Здешний хозяин — клиент моего мужа, говорит Рита. Она находит это заведение безвкусным, добавляет, что оно напоминает ей об Эннио, все съеденные здесь рыбы погибли у него в лодке, на этой плавучей бойне. Пока она говорит, а ее глаза ищут за остекленной дверцей холодильника рыбьи тушки, он прижимается к ней. Взгляд ее замирает на давно издохших раках-богомолах.
Дома, размышляет она, дождевальные установки разбрызгивают теперь на полях воду из оросительных каналов; каждый второй понедельник Заячий луг, что выше деревни, заливает водой. Плющ там желтеет, а зеленый лук вообще не желает расти. На том Заячьем лугу я вкусила первый поцелуй, когда уже сочинила себе идеальную любовь и позднее все к ней примеряла. Позднее ветви яблонь сомкнулись над машиной Мартина, и с такой же решительностью, с какой гонял отцовское авто по ухабистой тракторной колее Яблоневого луга, полез он ко мне под юбку. Добившись своего, отыскал в бардачке между дорожными картами бумажный носовой платок и вытер кожаное сиденье.
Альдо сдвигает в сторону корзинки с хлебом, без слов падает на Риту. Она пугается собственных движений, того, что отдается ему, когда надо бы отвернуться, участвует в игре, идет навстречу. На пути домой перед глазами у нее копошатся раки; то, что осталось от него, стекает по ногам теплой влагой.

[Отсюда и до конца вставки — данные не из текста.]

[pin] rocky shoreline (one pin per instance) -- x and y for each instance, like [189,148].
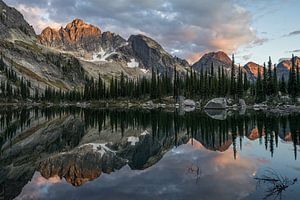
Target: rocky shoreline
[186,105]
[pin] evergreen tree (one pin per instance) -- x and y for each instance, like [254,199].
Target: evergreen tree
[282,86]
[232,79]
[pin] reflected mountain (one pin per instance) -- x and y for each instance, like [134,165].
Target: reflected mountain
[80,144]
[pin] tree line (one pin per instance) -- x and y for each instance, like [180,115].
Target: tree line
[203,84]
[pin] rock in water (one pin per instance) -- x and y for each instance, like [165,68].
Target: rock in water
[216,103]
[189,103]
[216,114]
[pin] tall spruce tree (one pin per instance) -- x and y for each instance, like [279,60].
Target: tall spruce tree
[232,79]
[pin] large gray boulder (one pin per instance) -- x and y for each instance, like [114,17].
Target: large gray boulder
[189,103]
[217,114]
[216,103]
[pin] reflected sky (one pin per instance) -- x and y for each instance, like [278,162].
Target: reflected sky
[220,176]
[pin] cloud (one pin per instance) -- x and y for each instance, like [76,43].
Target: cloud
[247,57]
[294,33]
[182,27]
[294,51]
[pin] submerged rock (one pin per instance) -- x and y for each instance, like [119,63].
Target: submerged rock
[216,103]
[217,114]
[189,103]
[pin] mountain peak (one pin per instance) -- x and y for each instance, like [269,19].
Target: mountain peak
[252,69]
[218,59]
[13,24]
[219,55]
[76,34]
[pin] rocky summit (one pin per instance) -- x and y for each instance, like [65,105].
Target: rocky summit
[62,58]
[215,59]
[285,65]
[12,24]
[252,69]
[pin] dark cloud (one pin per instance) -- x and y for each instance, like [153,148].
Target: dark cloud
[185,28]
[294,51]
[294,33]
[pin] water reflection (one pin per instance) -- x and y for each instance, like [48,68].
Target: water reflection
[74,146]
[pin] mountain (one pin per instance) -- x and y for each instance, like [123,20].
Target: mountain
[151,54]
[78,36]
[284,66]
[108,53]
[218,59]
[13,25]
[26,58]
[252,70]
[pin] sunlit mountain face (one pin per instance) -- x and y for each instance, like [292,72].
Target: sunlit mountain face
[54,153]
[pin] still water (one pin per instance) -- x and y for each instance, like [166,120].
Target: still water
[81,153]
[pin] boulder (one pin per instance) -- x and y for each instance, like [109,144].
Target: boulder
[217,114]
[189,103]
[216,103]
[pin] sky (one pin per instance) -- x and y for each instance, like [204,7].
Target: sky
[251,29]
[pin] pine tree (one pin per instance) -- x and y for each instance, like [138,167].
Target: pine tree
[282,86]
[259,88]
[292,83]
[153,84]
[275,81]
[240,87]
[232,79]
[270,81]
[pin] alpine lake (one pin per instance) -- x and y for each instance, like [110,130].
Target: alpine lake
[88,153]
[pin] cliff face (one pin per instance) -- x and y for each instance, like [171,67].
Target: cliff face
[76,35]
[13,24]
[151,54]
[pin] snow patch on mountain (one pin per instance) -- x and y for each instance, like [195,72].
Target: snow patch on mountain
[99,147]
[101,56]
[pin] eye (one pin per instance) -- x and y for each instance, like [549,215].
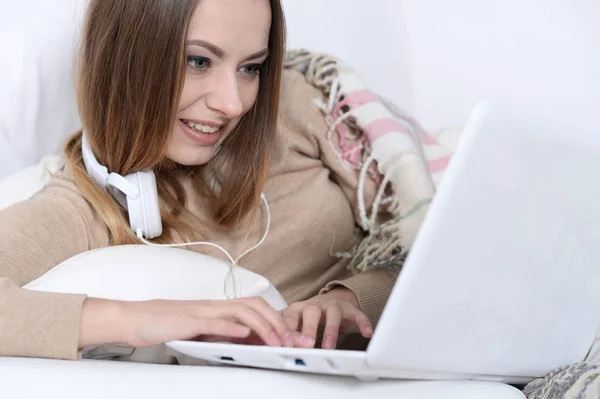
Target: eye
[198,62]
[253,69]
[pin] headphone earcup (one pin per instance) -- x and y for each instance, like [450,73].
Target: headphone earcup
[144,210]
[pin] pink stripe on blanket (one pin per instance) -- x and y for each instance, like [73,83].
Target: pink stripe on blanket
[381,127]
[355,99]
[439,164]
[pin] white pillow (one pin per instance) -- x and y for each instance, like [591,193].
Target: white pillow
[37,97]
[22,185]
[142,272]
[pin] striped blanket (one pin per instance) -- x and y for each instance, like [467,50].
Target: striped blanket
[376,138]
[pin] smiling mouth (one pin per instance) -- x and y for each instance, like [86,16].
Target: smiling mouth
[202,128]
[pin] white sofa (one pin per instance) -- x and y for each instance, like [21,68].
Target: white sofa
[37,110]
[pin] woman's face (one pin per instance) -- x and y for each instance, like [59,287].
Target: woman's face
[227,44]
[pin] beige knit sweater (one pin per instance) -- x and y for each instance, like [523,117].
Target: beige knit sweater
[313,202]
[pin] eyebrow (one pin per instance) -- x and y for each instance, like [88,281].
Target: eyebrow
[220,53]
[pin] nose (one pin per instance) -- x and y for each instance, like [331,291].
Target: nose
[225,96]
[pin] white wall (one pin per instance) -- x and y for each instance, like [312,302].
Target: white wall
[369,35]
[541,55]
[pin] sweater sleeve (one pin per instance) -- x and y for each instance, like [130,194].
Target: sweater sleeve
[36,235]
[372,287]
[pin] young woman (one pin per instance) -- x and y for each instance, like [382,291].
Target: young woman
[190,91]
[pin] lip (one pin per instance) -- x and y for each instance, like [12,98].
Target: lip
[205,123]
[199,137]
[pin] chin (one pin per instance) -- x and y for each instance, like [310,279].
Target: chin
[192,156]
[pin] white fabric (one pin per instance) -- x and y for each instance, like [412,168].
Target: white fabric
[25,183]
[37,100]
[100,380]
[141,272]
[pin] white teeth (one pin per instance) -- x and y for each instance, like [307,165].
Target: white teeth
[202,128]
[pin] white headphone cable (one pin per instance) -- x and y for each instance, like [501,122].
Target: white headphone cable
[236,290]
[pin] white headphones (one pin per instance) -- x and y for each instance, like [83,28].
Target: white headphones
[136,192]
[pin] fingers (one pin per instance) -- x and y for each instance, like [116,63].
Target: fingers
[363,323]
[257,314]
[224,328]
[291,316]
[311,317]
[333,319]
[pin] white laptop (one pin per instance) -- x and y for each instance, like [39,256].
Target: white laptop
[503,280]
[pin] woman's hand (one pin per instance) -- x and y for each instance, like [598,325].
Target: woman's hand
[337,310]
[148,323]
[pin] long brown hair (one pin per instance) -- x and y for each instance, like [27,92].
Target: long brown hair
[131,69]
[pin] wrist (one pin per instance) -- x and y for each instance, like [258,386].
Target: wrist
[102,322]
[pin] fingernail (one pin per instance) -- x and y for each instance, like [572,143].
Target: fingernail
[275,341]
[308,340]
[329,343]
[287,340]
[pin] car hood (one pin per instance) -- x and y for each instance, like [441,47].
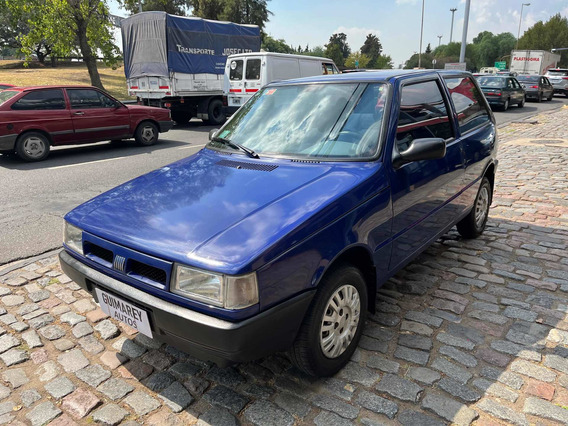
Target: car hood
[221,212]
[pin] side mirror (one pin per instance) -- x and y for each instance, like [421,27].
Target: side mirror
[421,149]
[212,133]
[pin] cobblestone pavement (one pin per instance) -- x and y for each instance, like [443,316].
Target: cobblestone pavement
[472,331]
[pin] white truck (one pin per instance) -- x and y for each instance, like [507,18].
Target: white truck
[535,62]
[245,73]
[178,62]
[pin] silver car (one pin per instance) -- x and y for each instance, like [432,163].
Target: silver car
[559,79]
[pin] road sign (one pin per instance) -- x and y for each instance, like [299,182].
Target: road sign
[455,66]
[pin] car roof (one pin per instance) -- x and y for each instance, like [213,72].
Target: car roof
[27,88]
[375,75]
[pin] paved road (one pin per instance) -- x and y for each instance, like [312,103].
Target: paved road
[472,331]
[36,196]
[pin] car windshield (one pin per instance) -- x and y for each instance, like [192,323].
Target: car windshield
[529,78]
[558,73]
[6,95]
[325,120]
[491,81]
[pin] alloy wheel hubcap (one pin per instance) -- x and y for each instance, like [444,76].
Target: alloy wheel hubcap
[340,321]
[148,134]
[481,207]
[34,147]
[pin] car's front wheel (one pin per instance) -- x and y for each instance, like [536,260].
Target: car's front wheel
[146,133]
[473,224]
[333,324]
[32,146]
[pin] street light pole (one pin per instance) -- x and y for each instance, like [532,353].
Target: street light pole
[464,35]
[453,10]
[520,21]
[421,32]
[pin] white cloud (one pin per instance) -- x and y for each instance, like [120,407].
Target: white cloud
[356,36]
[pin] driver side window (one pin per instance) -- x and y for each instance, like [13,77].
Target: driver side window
[423,114]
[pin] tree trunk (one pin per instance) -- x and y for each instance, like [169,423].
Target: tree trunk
[88,57]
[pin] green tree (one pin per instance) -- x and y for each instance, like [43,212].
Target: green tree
[272,45]
[357,60]
[373,48]
[338,49]
[175,7]
[548,35]
[239,11]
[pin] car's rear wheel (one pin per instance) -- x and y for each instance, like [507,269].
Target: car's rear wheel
[146,133]
[215,113]
[333,324]
[474,223]
[32,146]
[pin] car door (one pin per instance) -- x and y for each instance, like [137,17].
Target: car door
[97,117]
[422,191]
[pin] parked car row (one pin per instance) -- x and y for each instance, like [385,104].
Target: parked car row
[32,119]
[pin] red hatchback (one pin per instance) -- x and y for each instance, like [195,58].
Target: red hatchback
[34,118]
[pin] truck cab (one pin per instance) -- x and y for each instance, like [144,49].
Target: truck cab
[246,73]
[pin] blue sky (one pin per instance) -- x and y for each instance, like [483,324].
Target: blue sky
[396,22]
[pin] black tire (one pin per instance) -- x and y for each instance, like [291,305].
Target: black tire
[307,353]
[469,226]
[146,133]
[215,113]
[32,146]
[181,117]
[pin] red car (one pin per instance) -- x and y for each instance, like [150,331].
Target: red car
[34,118]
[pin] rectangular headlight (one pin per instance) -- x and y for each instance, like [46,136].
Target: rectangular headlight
[219,290]
[73,238]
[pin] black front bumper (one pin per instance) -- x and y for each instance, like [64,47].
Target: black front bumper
[200,335]
[166,125]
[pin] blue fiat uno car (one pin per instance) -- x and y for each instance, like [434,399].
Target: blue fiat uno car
[277,234]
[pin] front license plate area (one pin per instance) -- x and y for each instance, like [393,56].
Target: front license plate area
[124,311]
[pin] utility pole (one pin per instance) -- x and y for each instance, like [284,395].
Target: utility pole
[464,35]
[421,32]
[520,21]
[453,10]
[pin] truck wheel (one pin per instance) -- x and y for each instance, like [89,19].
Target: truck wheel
[215,113]
[473,225]
[32,146]
[146,133]
[181,117]
[333,324]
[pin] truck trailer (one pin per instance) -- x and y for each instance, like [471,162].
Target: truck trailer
[178,62]
[535,62]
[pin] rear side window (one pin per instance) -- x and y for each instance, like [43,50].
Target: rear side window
[423,114]
[87,98]
[41,100]
[469,104]
[236,72]
[253,69]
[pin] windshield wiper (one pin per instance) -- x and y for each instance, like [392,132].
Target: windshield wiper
[235,145]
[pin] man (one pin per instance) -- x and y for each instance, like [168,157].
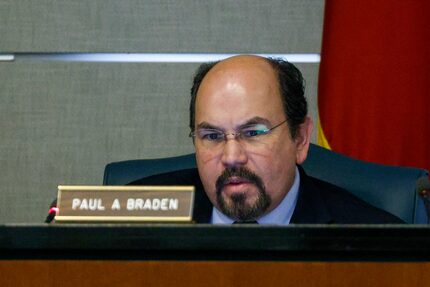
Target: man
[249,125]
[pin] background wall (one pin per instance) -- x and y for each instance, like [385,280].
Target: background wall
[62,122]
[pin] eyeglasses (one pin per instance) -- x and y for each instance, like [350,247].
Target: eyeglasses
[250,134]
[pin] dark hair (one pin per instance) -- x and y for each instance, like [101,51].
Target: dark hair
[291,85]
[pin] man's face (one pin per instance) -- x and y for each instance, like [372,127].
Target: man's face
[245,178]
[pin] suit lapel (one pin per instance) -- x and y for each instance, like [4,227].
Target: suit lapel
[310,207]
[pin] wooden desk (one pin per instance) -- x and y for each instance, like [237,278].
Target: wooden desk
[205,255]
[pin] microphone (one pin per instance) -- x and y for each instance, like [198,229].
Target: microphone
[52,212]
[423,189]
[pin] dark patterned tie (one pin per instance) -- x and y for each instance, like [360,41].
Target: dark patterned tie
[246,222]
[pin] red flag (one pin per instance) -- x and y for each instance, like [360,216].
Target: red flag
[374,83]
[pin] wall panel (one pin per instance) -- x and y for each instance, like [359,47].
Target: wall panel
[275,26]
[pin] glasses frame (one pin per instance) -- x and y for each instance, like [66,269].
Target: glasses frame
[235,135]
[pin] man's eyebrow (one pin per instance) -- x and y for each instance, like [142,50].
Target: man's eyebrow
[252,121]
[255,121]
[208,126]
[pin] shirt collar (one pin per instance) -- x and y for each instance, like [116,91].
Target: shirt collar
[281,215]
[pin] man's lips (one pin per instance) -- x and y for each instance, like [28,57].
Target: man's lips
[236,180]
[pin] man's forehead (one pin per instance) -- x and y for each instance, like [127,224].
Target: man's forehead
[242,65]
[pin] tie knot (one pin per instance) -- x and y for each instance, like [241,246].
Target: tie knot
[246,222]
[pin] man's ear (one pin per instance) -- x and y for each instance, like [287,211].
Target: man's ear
[303,140]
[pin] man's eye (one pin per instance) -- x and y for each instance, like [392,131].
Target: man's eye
[212,136]
[249,133]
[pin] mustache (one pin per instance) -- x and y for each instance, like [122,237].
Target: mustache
[241,172]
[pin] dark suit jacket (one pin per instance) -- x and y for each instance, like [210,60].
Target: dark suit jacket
[318,202]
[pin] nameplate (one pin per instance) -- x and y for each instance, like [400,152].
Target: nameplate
[124,203]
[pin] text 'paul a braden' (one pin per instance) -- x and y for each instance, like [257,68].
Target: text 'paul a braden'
[131,204]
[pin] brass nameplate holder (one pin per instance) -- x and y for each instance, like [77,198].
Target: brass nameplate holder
[125,203]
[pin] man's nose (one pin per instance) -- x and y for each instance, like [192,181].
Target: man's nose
[233,153]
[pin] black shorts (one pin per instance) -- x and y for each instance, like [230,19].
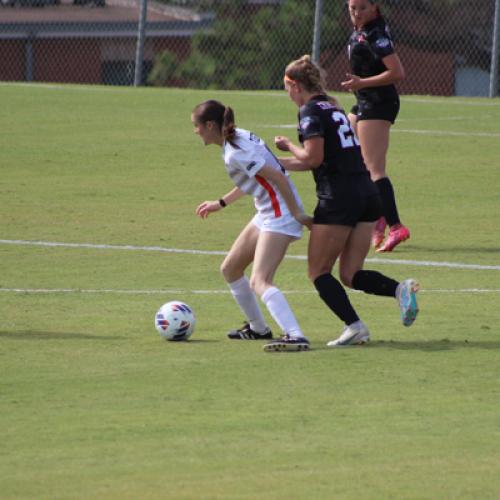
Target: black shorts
[355,199]
[385,110]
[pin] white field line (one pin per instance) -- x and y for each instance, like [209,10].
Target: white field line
[378,260]
[48,291]
[446,132]
[408,131]
[472,101]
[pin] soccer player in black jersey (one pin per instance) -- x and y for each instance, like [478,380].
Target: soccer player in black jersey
[375,69]
[348,205]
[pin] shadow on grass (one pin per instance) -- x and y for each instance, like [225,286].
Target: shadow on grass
[434,345]
[457,249]
[40,335]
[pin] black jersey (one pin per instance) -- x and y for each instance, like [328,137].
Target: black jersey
[342,153]
[367,47]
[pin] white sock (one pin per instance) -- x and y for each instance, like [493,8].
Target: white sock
[247,301]
[281,312]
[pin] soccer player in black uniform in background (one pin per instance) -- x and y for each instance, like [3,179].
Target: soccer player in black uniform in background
[376,68]
[348,205]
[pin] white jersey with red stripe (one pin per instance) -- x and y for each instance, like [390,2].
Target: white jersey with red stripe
[244,158]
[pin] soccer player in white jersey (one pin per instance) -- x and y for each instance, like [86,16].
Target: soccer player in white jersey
[264,241]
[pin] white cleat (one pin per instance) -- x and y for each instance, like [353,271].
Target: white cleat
[355,334]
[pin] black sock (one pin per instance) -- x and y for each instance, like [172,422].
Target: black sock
[335,297]
[375,283]
[389,208]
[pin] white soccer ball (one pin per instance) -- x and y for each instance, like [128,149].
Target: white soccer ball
[175,321]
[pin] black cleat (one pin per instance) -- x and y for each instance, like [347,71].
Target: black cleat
[287,343]
[246,333]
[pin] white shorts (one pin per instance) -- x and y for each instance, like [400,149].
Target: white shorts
[286,224]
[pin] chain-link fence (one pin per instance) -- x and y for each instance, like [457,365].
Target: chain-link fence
[446,46]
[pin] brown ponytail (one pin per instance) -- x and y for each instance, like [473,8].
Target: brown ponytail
[309,76]
[222,116]
[228,127]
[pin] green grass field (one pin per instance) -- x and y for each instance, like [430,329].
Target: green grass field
[93,404]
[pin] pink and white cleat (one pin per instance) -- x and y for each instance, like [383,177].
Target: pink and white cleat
[397,234]
[378,234]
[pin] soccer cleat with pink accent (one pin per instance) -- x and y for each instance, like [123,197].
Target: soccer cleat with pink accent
[379,232]
[397,234]
[406,293]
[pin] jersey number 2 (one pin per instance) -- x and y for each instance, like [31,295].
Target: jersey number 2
[347,136]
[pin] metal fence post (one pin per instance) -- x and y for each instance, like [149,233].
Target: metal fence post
[139,53]
[495,51]
[317,31]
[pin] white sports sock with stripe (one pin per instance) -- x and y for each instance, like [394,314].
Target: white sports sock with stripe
[281,312]
[248,303]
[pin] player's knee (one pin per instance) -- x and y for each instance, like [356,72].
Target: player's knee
[345,277]
[258,284]
[315,272]
[227,270]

Рита делает множество дел сразу. Поскольку она пытается всюду поспеть, голова у нее идет кругом. Она такой неорганизованный человек, что вечно попадает в цейтнот. Магазины вот-вот закроются, а она еще ничего не купила. Собирается гроза, а белье висит под открытым небом. Она знает, как надо себя вести, чтобы хоть иногда казаться себе стоящим человеком, испытывать нехватку времени, как другие, чем-то заниматься, как другие. Ее занимает не то, что хотелось бы делать самой, а то, что ей надо делать для других. Она стряпает для Эннио, открывает ему дверь, когда он приходит домой. Складывает пижаму и кладет под подушку. Вечером отворачивает одеяло. Вещи, которые не привлекают к себе внимания, она перемещает так, что они начинают мешать: вазу с георгинами ставит на тумбочку возле кровати, белье кладет в умывальник. Иногда она выбрасывает важные записки или свежую рыбу, относит в чистку костюмы, когда ее никто об этом не просит, все переустраивает по-своему. Такое поведение, понятное только самой Рите, для Эннио невыносимо. Непредсказуемость — ее оружие, так она привлекает к себе внимание, и пусть это будут лишь проявления недовольства: она подвергается нападкам — значит, существует.
Услышав, что Эннио поднимается по лестнице, Рита бросает лапшу в воду. Он садится за стол, не сказав ей доброго слова. Ворот его рубашки взмок от пота; когда он наклоняет голову и начинает говорить, голос у него дрожит. Где соль? Она не сразу подает ему солонку, и он срывается на крик. Ей становится ясно: он знает, должно быть, кто-то что-то видел. Он хватает солонку и вытряхивает содержимое за спину. Во время еды, пока она провожает глазами лапшинки, которые соскальзывают у него с вилки, он велит ей надеть туфли. Убирайся с глаз моих, говорит он. И: подожди на улице, пока я управлюсь.